Art has always been a part of my life. From the age of two when I drew my first detailed flower until today as I show in exhibits and online, art has always been a constant in my life. The thesis I wrote for my Master's degree was on the birth of iconography in the Christian church. And this merged my two passions, art and spirituality. In art I find something deep and meaningful, spirituality at its purest.
I was born in Idaho in 1972, but my family moved to California shortly thereafter. My mother, an artist, instilled in me creativity and a love for art. My father taught me much about being a craftsman and that no project was too big or small that could not be accomplished with hard work and ingenuity. I was raised in a Christian household which helped to shape my outlook on life and spirituality.
In 1996, I graduated from Point Loma Nazarene Univeristy with a degree in Philosophy and Religion with an emphasis in Biblical studies. Biblical themes often play a roll in my artwork. Unable to settle my personal philosophy with the teaching of the Christian denomination I was attending I continued to search for meaning and truth.
In 2001, I graduated from George Fox Evangelical Seminary with a Master of Arts in Theological Studies with an emphasis in Church History.
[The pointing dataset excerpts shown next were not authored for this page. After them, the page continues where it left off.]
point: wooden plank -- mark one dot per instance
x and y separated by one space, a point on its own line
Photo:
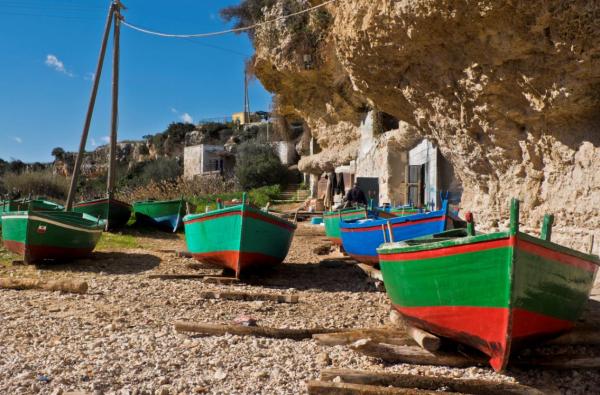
246 296
413 355
578 336
379 335
72 286
329 388
178 276
424 339
258 331
370 271
558 361
220 280
433 383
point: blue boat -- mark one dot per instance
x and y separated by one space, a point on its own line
361 237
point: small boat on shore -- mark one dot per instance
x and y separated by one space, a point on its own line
42 235
361 237
495 292
240 237
164 214
114 212
332 221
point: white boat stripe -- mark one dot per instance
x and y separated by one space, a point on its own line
36 218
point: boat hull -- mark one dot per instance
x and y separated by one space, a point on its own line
513 289
362 238
238 238
332 222
115 212
38 236
167 215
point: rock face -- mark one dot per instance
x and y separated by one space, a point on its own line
507 89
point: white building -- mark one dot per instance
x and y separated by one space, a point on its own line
205 159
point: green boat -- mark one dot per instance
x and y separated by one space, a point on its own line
114 212
495 292
164 214
41 235
239 238
39 204
332 222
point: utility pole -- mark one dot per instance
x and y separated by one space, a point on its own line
246 97
90 111
114 124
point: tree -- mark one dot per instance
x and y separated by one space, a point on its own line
58 153
258 165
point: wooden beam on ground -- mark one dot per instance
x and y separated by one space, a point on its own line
315 387
563 361
379 335
258 331
432 383
178 276
578 336
413 355
424 339
370 271
220 280
246 296
72 286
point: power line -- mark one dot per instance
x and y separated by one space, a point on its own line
223 32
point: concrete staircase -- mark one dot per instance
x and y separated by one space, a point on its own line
293 193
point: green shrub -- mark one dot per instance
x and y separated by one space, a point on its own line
39 183
258 165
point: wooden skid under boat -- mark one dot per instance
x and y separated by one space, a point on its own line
332 221
494 292
361 238
114 212
40 235
164 214
239 237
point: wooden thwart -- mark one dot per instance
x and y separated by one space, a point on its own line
432 383
258 331
72 286
329 388
249 296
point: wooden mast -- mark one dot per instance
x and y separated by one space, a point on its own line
112 151
90 111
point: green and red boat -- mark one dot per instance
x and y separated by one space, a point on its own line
164 214
495 292
332 221
114 212
240 237
42 235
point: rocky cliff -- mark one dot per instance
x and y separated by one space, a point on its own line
507 89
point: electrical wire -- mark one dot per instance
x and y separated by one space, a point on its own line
223 32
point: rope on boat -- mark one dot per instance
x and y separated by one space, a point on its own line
223 32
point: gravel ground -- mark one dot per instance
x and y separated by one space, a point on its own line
119 337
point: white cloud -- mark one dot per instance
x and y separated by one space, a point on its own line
53 62
187 118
My Master's thesis was the development and use of Iconography in the Pre Constantine Church. I could not escape my love for art and during the research my eyes were opened to my true calling, being an artist.
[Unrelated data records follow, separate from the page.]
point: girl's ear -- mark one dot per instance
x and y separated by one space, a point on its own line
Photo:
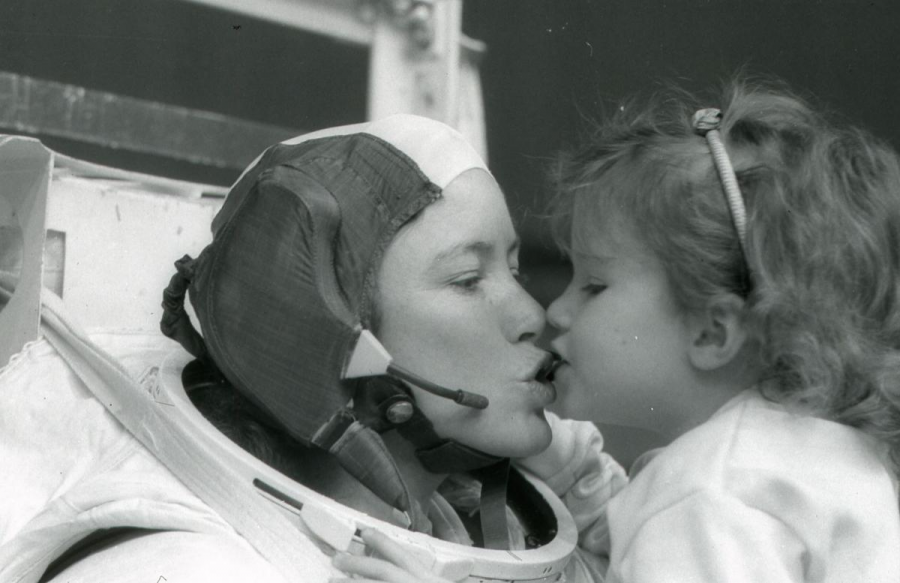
719 333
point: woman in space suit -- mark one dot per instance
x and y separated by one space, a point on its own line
368 352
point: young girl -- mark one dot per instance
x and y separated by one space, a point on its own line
737 290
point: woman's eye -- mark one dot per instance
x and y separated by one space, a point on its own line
518 275
593 289
468 283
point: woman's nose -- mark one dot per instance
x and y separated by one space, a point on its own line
525 315
560 310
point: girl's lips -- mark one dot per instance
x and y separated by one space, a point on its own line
549 367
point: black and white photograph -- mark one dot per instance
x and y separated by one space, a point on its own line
449 291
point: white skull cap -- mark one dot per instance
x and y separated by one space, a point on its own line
440 152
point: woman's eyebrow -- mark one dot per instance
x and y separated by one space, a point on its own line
480 248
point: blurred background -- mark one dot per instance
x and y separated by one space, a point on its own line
547 65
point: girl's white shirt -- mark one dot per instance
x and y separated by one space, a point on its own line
758 493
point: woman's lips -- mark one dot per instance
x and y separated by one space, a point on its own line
544 392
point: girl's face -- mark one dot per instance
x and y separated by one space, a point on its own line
625 339
452 311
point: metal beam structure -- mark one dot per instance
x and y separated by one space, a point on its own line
39 107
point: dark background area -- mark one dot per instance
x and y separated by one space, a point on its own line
549 64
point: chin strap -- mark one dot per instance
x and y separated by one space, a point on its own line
384 403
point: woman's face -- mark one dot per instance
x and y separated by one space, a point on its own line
452 311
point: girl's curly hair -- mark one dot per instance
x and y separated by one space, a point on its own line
821 274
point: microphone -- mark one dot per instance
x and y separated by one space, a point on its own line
370 358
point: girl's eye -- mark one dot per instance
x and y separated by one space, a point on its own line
593 289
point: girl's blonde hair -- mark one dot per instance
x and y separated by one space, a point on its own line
821 273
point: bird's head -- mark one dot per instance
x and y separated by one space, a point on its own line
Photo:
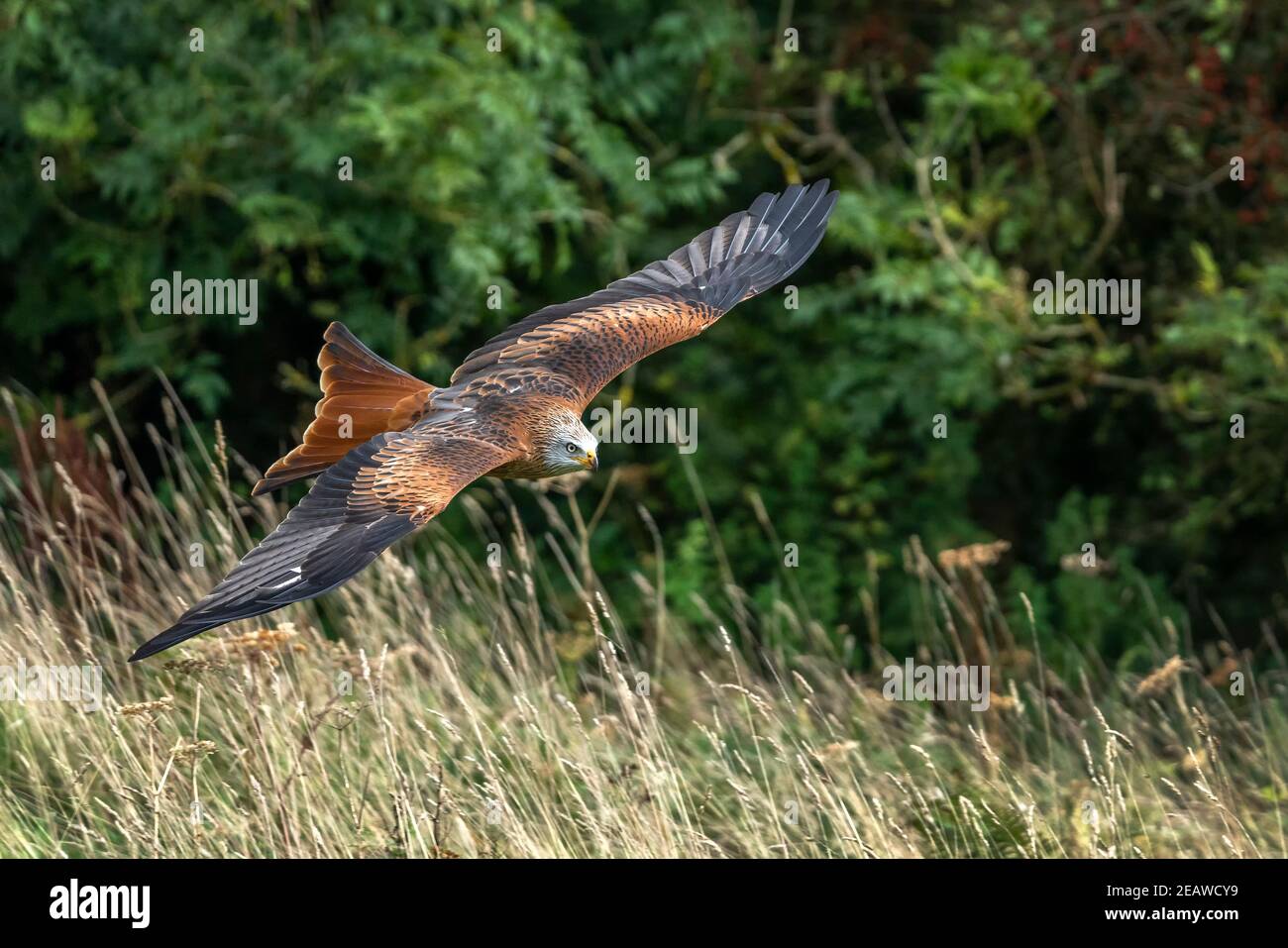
568 446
In 2004, I moved back to Idaho and dedicated myself to being an artist.
I have spend the last 15 years studying and practicing art as a "self-taught" artist. I read, I paint, I show. Through my reading I have become acquainted with Western Art history, Asian art history, Ancient art, Masters from around the world and throughout time. Through my painting, I have developed my own style and explored many different mediums. Through my shows, I have sold many works, and learned much about what the world thinks about art.
At many shows the first thing I often hear is: "I love your colors!" I do use many bright colors in my work. Art should stop the eye and alert the mind that there is something to see. And then casually bring the observer into a deeper place. I find creating art is often meditation for me. My spirituality shapes my artwork. It shapes how I approach the canvas or page, what forms and colors I use and what story I try to convey with the finish product. To understand my art, one must take time to meditate on it. They are not pretty pictures with bright colors to be admired, but images for contemplation.
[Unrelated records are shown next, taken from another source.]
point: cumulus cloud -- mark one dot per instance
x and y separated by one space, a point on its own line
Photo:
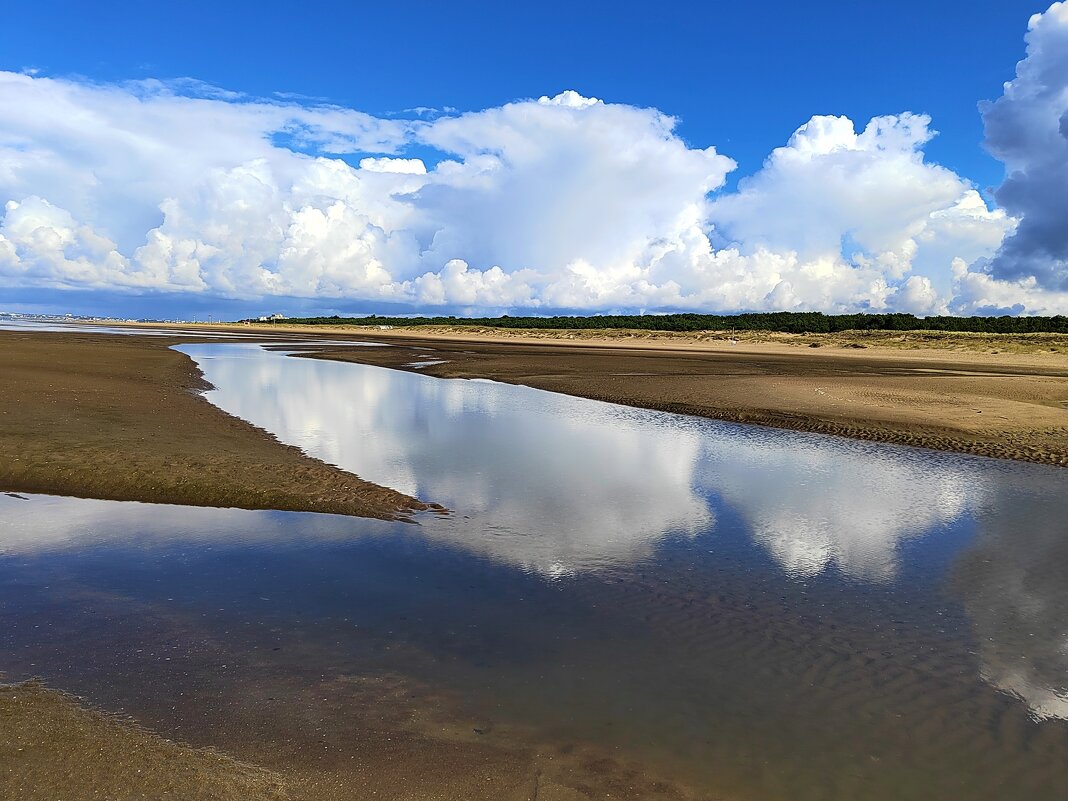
561 202
1027 129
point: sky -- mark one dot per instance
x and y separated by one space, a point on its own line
179 160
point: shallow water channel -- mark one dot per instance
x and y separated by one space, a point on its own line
760 614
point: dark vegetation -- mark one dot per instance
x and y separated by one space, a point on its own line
783 322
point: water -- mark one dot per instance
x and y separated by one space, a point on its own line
762 614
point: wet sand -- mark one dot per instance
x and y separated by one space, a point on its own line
119 418
338 739
1005 397
52 748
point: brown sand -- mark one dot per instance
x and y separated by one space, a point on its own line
1005 397
119 418
52 749
338 740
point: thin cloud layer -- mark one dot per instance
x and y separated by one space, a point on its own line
563 202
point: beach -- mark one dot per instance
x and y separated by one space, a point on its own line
999 396
120 418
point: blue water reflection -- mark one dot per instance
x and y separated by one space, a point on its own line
760 613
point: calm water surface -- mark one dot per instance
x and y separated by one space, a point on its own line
763 614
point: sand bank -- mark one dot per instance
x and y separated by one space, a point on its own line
120 418
1000 396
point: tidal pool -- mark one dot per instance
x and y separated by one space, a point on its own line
759 614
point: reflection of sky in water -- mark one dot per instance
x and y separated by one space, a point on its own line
558 483
771 608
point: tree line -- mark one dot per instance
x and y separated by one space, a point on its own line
781 322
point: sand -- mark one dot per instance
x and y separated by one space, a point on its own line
119 418
340 739
946 392
53 749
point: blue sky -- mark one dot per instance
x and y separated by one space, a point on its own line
739 77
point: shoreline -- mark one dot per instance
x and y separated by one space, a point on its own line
74 407
1006 405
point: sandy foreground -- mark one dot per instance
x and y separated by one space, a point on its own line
989 395
119 418
74 406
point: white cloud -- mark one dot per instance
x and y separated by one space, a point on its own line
560 202
1027 129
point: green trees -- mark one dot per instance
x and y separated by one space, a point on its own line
783 322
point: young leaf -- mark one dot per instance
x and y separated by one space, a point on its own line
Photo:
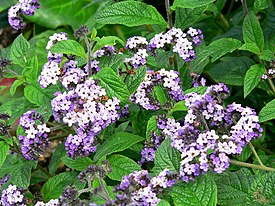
201 192
252 78
118 142
121 166
190 4
69 47
79 163
252 31
19 49
113 84
130 13
233 187
3 152
267 112
166 157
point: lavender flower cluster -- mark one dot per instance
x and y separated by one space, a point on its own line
139 189
168 79
183 43
36 140
26 7
13 196
210 132
89 110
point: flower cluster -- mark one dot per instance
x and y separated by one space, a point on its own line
139 189
13 196
271 71
26 7
183 43
138 46
210 132
36 140
168 79
89 110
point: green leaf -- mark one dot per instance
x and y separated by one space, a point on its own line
15 108
201 192
252 31
133 81
19 49
53 188
56 158
113 84
190 4
117 143
14 86
69 47
235 69
187 17
267 112
121 166
21 173
262 191
130 13
233 187
252 78
166 157
252 47
3 152
79 163
260 5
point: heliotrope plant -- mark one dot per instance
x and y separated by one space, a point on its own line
151 119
Please take some time to view my galleries, find the one or two images which arrest your attention. Then spend some time with them. And if you want, buy them for continued exploration.
My artwork is an exention of my spirituality.
I do believe in something greater than myself. I do not like to use the word god. I find that it often brings up many preconceived ideas of what I may be talking about which then hampers the conversation and creates useless obstacles to meaningful dialogue. I prefer to use the term spirit. This term is must better suited to capture the meaning behind the feeling. Spirit is the breath of life. Spirit is the breath of god blowing across the mountains and plains. Spirit is breath and wind, the motion which gives us life. Spirit is not stilled and is not contained. When one stops breathing, their spirit passes on. There is no ending, only transformation.
In my life I see this as an interconnectedness of all things. Spirit moves through all and connects all. To be disconnected is to loose an essential part of who I am. My artwork springs from this connection. It captures a moment in time, an experience, an emotion, something which we may all share at some point. Through it I explore what it means to be connected. Often this takes shape in abstract or symbolic ways. I find the use of abstraction more freeing to express the intangable of the interconnectedness of spirit. When creating I often begin or move through a time of meditation. As I look at a piece in development I see the colors, the lines, the shapes coming to be. Sometimes it floods out like an epiphany, other times it takes many sessions with the piece before it is all revealed. And with most pieces there comes a time when I absolutely hate it. That is how I know I am on the right track with it. Change is hard, it inspires hate. When I hate a piece I know I am going through an internal change which was provoked by the piece. It also means I am close to finishing it. Once I settle the dislike for state I/the piece am in then a resolution comes quickly and the paint flows. As you look at my artwork, see the connection. See the struggle. And perhaps it may connect us at a deeper level, spirit willing.